Quick Take
As Costa Rican and international authorities investigate the killing of prominent surfer and Santa Cruz native Kurt Van Dyke, friends and family remember his deep love for surfing and the intense connection he had with adventure and the ocean.
Peter Van Dyke, brother of surfing legend and Santa Cruz native Kurt Van Dyke, said that he was an extremely easygoing, generous person both in the water and in the community — which makes his killing ironic and that much more devastating.
“No matter what happened, it was like water on a duck’s back. It’d just roll off and he would move on,” Peter Van Dyke told Lookout on Tuesday. “The people in his town [in Costa Rica] are devastated because he’s been down there since the ‘80s and he became part of that community.”
Costa Rican authorities found Kurt Van Dyke dead in his apartment on Saturday morning in Cahuita, a town near the Caribbean coastline, according to The Tico Times, an English-language Costa Rican newspaper. Investigators say two men entered his apartment and held Van Dyke, 66, and a woman with whom he shared the unit at gunpoint before forcing them into a room. The intruders allegedly took a number of valuables before attacking Van Dyke and fleeing. Investigators found multiple stab wounds and signs of asphyxiation on Van Dyke’s body.
The woman he shared the unit with was tied up but survived the break-in. An investigation is underway, but there have been no arrests thus far.
Peter Van Dyke told Lookout that he doesn’t know much more than what is already public, but that he is in touch with the Costa Rican authorities. Although his brother hadn’t lived in Santa Cruz for decades, the family holds a special place in local surf culture. Their parents, Gene and Betty Van Dyke, were both surfing pioneers. Gene was a notable surfing figure in Northern California, while Betty was part of an early group of women surfers.
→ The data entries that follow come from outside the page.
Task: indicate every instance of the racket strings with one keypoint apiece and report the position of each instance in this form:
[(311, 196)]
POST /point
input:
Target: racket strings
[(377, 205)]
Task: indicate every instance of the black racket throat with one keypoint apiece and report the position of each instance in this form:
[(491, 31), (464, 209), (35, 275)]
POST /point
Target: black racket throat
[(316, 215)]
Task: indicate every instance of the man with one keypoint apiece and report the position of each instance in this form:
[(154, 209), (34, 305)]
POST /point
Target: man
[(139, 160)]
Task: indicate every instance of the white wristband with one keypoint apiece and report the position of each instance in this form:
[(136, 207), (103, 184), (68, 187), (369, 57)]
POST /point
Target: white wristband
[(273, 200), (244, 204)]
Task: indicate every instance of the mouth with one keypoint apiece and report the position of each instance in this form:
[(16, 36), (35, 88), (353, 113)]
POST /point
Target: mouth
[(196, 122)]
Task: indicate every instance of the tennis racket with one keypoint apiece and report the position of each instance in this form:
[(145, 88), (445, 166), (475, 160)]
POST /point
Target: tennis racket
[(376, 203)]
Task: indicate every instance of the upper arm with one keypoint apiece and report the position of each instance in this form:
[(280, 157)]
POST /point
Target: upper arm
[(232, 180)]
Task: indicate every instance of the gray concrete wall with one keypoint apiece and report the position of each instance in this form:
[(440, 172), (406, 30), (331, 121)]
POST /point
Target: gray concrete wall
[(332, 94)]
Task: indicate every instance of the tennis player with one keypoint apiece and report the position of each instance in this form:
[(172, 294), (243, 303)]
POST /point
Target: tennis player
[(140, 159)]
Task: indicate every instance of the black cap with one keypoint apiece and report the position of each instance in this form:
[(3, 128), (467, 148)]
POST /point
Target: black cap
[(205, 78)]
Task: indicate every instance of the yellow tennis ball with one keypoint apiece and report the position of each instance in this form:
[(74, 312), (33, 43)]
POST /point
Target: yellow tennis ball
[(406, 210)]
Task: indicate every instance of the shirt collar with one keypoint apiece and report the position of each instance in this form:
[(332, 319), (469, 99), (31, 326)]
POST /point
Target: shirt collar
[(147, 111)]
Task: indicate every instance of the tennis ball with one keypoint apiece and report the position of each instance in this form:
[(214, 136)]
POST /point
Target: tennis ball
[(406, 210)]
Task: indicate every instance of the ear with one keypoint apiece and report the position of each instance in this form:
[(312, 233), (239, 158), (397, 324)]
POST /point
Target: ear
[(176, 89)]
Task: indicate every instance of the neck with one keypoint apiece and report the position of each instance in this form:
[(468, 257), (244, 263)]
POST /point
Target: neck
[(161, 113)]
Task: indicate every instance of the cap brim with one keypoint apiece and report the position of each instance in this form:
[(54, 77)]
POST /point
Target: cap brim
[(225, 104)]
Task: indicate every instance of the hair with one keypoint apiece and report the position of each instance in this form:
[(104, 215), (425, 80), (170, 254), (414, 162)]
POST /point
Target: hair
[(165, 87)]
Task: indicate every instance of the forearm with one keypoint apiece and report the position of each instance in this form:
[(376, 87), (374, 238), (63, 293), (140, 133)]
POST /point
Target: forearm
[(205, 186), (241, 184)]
“They’re Mount Rushmore-level characters,” said Garth Seagrave, who was a close friend of Kurt’s and met the brothers while growing up in Pleasure Point.
Peter Van Dyke, who now lives in Gilroy, said that the family is still featured in an exhibit at the Santa Cruz Surfing Museum at Lighthouse Point, and had ties to some of the area’s other surfing pioneers including the Mels, Hauts, Novaks and O’Neills, among others. Even though the brothers “probably started surfing when we were old enough to walk,” going pro was never their chief concern.
“We were more about the whole spirit rather than the pro scene, even though we did some surf contests,” said Peter Van Dyke. “We would rather ride up to Scott Creek and surf there instead of at the lane with the contest crowd.
“We were professional-level, it just wasn’t what we were interested in. It’s more like we were into the meditative experience of surfing.”
Rosemari Reimers Rice, surfer and wife of well-known Santa Cruz surfboard shaper Johnny Rice, who died in 2015, was friends with Betty Van Dyke until her death in 2021. She recalled the deep connection the family had with the water.
“Everybody in their family was a part of the water. They were part of the ocean,” she said. “It’s been a part of their family for years and years.”
Seagrave, who now lives in San Francisco, said surfing was far more than just a sport to Kurt Van Dyke and that his death is a “monumental” loss.

“It was a complete and total lifestyle, and [the Van Dykes] were a leading charge of that lifestyle without even knowing it,” he said. “There was no mention of sport. It was just what they did and who they were.”
Seagrave said the family had roots in Hawaii and Santa Cruz, where they were very active in the surfing scene. It was Seagrave who was instrumental in Kurt’s move to Costa Rica. After returning from a trip there in the early 1980s, Seagrave told Kurt that he had to go. Kurt did, and the rest was history.
“He went down there based on my recommendation and he walked into beautiful, perfect surfing conditions. He just said, ‘Holy s–t, this place is incredible,’” said Seagrave. “ He ended up buying the hotel that we stayed at in ‘87 and went back over the years to fix it up.” Van Dyke owned the business, Hotel Puerto Viejo, until his death over the weekend.
Seagrave said he hopes that younger surfers commit to the craft and lifestyle as much as Kurt Van Dyke did, and that he hopes people, surfers or not, approach their lives the same way and find the motivation to make the most of them.
“Most people have no clue how to live life. This guy packed five lifetimes into his time,” Seagrave said, adding that Van Dyke spontaneously drove to Panama from California via station wagon in the neighborhood of five separate times. “I can walk away from the sadness of his death and go, man, he f–king did it all in a relatively short window.”
And Peter Van Dyke hopes that surfers nourish the same type of spiritual connection to surfing and the ocean that his brother did. That includes a love and appreciation for the ocean and everything it holds.
“You’re surrounded by life in the ocean. We learned so much about just looking through the limpets and the kelp and that connection to nature is a legacy that should live on,” he said. “It’s not just surfing, it’s everything that surrounds you when you are surfing. Kurt had a deep appreciation for all of that.”